Nashville to Philly involved a joyous flight on the Cadillac of airlines; of course I refer to the esteemed Southwest. 24-hours in advance, I furiously clicked online in hopes of obtaining a good line placement, and was rewarded with line number A-23, almost guaranteeing me first dibs on seats. But, arriving at the gate, dismayed I saw at least 10 large men ahead of me, knowing only minimal exit row seats are available. My worst hopes were realized as I entered the plane, and begrudgingly chose a seat with my knees firmly against the tray-tables. In conclusion, Southwest is the bane of airlines for us the long-legged community.
From Philly to NYC, Amtrak was my mode of transport. Well, first a cab to the train- station. The cabbies name was Vikram Singh, humorous because of the 20 or so Indian people I know by name, three are named Vikram Singh. Anyway, always eager for taxi conversation, I asked Vikram, “I’m off to Beijing, I don’t know the language, any advice.” I asked because I thought there was a decent chance that Vikram too once traveled to a country in which he wasn’t totally familiar with the language, and could offer some tips on how to get by. He turned angrily shaking his head and uttered muffled grunts, but none I could decipher as words. Off to a bad start, I somehow mistakenly offended the first stranger I met on my trip. Either that, or like the soon-to-be me, perhaps simpy Vikram’s communicative ability was diminished by a lack of knowledge of the accepted language of the place he’s in. Luckly, Vik’s deficient vocabulary was inversely related to his driving ability, and I made it to the station with time to spare.
Armed with a backpack and two enormous duffle bags, I decided to lose my Redcap virginity and make the trip a bit easier.
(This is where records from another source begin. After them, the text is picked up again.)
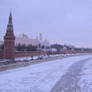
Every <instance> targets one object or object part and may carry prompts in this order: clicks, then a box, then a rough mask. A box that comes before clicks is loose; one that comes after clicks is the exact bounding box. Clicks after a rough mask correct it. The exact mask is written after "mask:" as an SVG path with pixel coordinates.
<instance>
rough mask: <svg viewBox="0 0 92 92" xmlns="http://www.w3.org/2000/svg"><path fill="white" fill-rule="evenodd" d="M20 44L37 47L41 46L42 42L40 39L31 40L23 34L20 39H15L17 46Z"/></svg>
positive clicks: (33, 39)
mask: <svg viewBox="0 0 92 92" xmlns="http://www.w3.org/2000/svg"><path fill="white" fill-rule="evenodd" d="M18 44H21V45H23V44H25V45H26V46H28V45H33V46H36V45H39V44H40V41H39V40H38V39H30V38H29V37H28V36H27V35H26V34H21V35H20V36H19V37H16V39H15V45H18Z"/></svg>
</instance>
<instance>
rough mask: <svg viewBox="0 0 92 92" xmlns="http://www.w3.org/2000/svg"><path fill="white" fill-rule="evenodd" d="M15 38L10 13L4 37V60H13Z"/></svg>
mask: <svg viewBox="0 0 92 92" xmlns="http://www.w3.org/2000/svg"><path fill="white" fill-rule="evenodd" d="M14 49H15V36H14V32H13V24H12V14H11V12H10V15H9V20H8V25H7V29H6V34H5V36H4V58H5V59H14V53H15V50H14Z"/></svg>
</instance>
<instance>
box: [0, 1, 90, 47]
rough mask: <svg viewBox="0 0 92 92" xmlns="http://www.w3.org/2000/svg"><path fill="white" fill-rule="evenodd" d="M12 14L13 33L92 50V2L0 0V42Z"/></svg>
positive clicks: (60, 43)
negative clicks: (84, 47) (44, 37)
mask: <svg viewBox="0 0 92 92" xmlns="http://www.w3.org/2000/svg"><path fill="white" fill-rule="evenodd" d="M10 11H12V17H13V26H14V33H15V35H16V36H18V35H19V34H21V33H25V34H27V35H28V36H29V37H30V38H36V37H37V36H38V35H39V33H40V32H42V34H43V39H44V37H46V38H47V39H48V40H49V41H50V43H59V44H68V45H75V46H79V47H92V40H91V38H92V0H0V12H1V13H0V40H2V39H3V36H4V35H5V32H6V26H7V23H8V17H9V12H10Z"/></svg>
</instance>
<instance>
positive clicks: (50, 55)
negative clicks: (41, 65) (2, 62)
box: [0, 53, 85, 72]
mask: <svg viewBox="0 0 92 92" xmlns="http://www.w3.org/2000/svg"><path fill="white" fill-rule="evenodd" d="M80 55H85V54H80V53H79V54H65V55H64V54H60V55H50V56H45V57H44V58H43V59H41V60H37V57H34V60H30V58H29V57H23V58H16V60H17V61H18V62H16V63H12V64H8V65H0V72H1V71H5V70H9V69H15V68H21V67H25V66H29V65H32V64H38V63H44V62H49V61H53V60H57V59H63V58H68V57H72V56H80Z"/></svg>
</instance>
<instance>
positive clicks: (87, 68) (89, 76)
mask: <svg viewBox="0 0 92 92" xmlns="http://www.w3.org/2000/svg"><path fill="white" fill-rule="evenodd" d="M79 85H80V90H81V92H92V60H89V61H88V62H87V63H86V64H85V65H84V67H83V69H82V72H81V78H80V81H79Z"/></svg>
Unfortunately, I was clueless how to pay/tip the guy lugging my bags, and in hindsight, 10 bucks per bag seems a bit excessive. However, as I normally take the Septa/NJT route, the Amtrak with Redcap seriously felt like celebrity status.
Now to the bulk of my expedition, the 13-hour trip from JFK to Narita Airport in Tokyo. Flying on JAL, even in coach, was a pleasure. Again, probably a case of depleted expectations. In hopes of gaining a legroom advantage, I requested bulkheads seats, which I happily received. Upon taking said seats, it quickly became known that on JAL, bulkhead is the section for early families. A young Japanese couple, their 7-month old twins, and myself occupied my four-seat row. To those keeping score, that’s five breathing bodies for four seats. As a braced for 13 hours of hell, the babies quickly fell asleep, cute stewardess’ dispensed warm towels and green tea, followed by plum wine on the rocks, followed by plum wine, then more plum wine. This sweet nectar tasted like delicious juice, and had the beneficial effect of muffling the babies once they awoke, and even made the in-flight movies, Jumper and The Bucket List almost watchable. Good times.
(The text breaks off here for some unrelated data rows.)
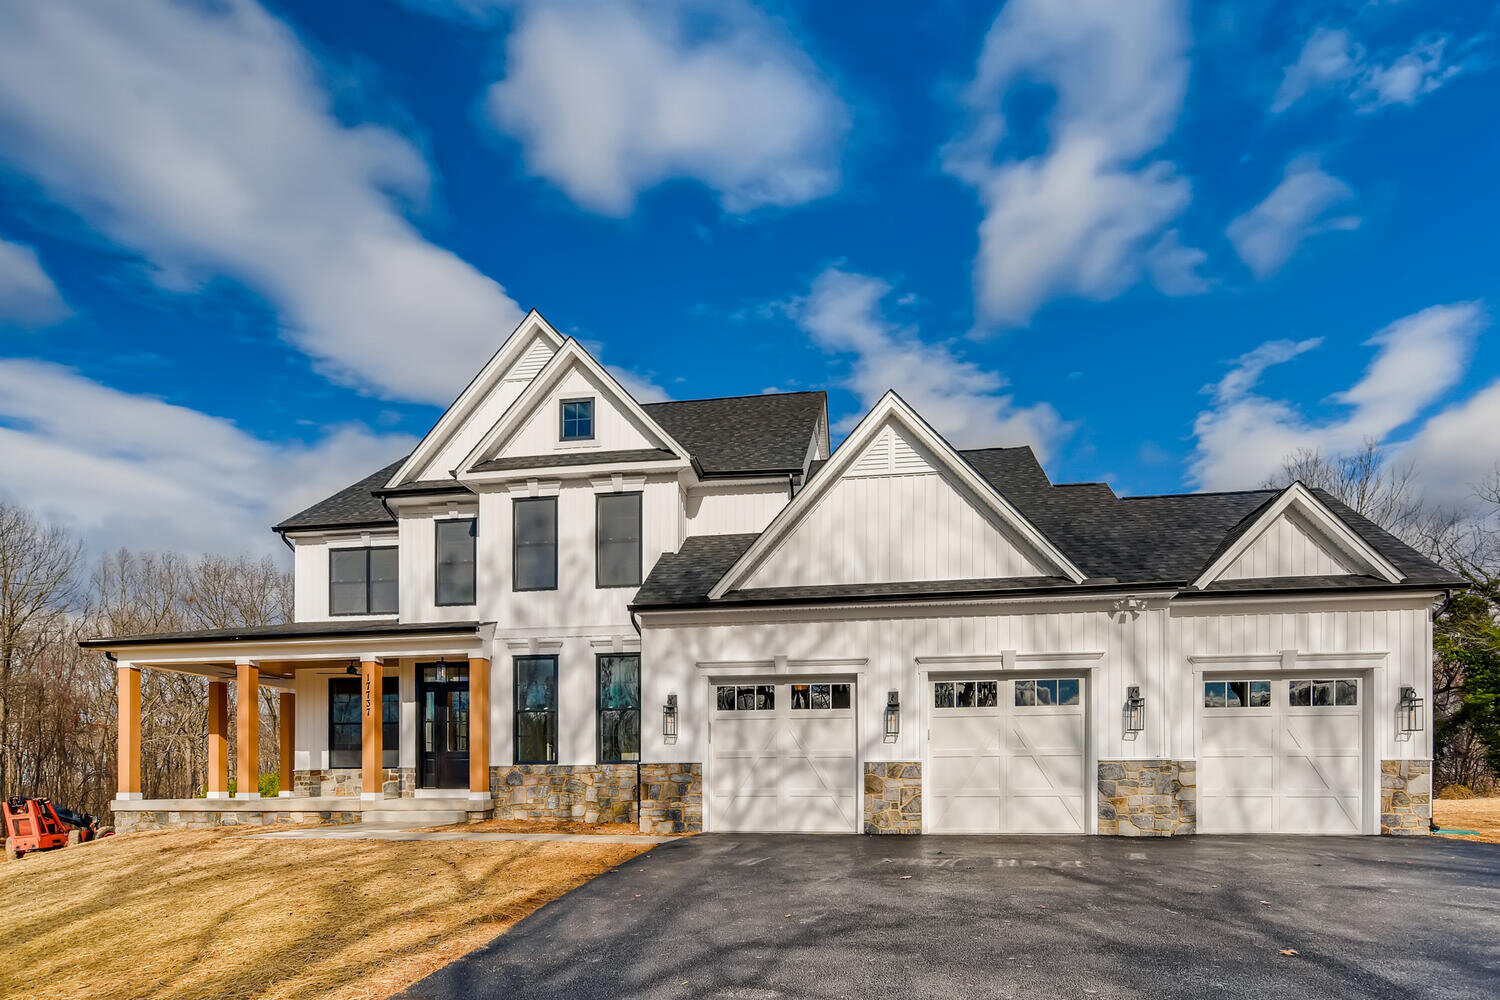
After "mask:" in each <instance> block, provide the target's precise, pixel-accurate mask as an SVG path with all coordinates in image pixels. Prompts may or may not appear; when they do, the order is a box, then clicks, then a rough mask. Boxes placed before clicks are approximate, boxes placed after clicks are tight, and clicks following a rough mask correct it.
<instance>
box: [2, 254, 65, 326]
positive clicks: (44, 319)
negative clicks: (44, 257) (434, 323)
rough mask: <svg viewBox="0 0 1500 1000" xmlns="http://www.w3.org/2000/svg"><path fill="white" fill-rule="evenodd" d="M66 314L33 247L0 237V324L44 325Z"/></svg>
mask: <svg viewBox="0 0 1500 1000" xmlns="http://www.w3.org/2000/svg"><path fill="white" fill-rule="evenodd" d="M71 315H72V309H69V307H68V303H65V301H63V295H62V292H58V291H57V285H54V283H52V279H51V277H49V276H48V274H46V271H45V270H42V261H40V258H37V256H36V249H33V247H28V246H26V244H23V243H9V241H6V240H0V325H5V324H15V325H18V327H46V325H51V324H54V322H58V321H60V319H66V318H68V316H71Z"/></svg>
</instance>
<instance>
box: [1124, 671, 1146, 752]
mask: <svg viewBox="0 0 1500 1000" xmlns="http://www.w3.org/2000/svg"><path fill="white" fill-rule="evenodd" d="M1143 729H1146V699H1145V697H1143V696H1142V693H1140V687H1137V685H1134V684H1133V685H1130V688H1128V690H1127V694H1125V738H1127V739H1136V736H1139V735H1140V732H1142V730H1143Z"/></svg>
Landing in Tokyo, I was eager to take advantage of my 4-hour layover and explore Japanese culture. Well, the expression of Japanese culture at Narita was bizarrely similar to the materialism of 5th avenue, instead of tea houses and sushi bars I found Louis Vuitton and Hermes. Disenchanted but still famished (the food on JAL paled in comparison to the plum wine) I set out to find some food. Finally, I settled on a delicious bowl of Ramen noodles, and picked a drink with a label only in Japanese, adding a little adventure to my experience. The brew turned out to be cheap sake, tasted beyond appalling, and was quickly disposed of in the nearest water fountain.
Finally, it was time to board the final plane of my journey for the flight from Tokyo to Beijing. No good stories produced by this voyage, as once I took my seat (continuing the theme of cramped coach and crumpled knees) I somehow fell asleep on my tray table. Not exactly comfortable, but it got the job done.
After 24+ straight hours in either a plane or airport, once I arrived at my hotel tracking down a bed became my top priority. The Beijing Unisplendor Happiness Hotel is actually really nice (photos later, I promise), and I managed to fall asleep around midnight (noon in Philadelphia) knowing I’d be awake 8-hours later to attend my first summer class and experience the city.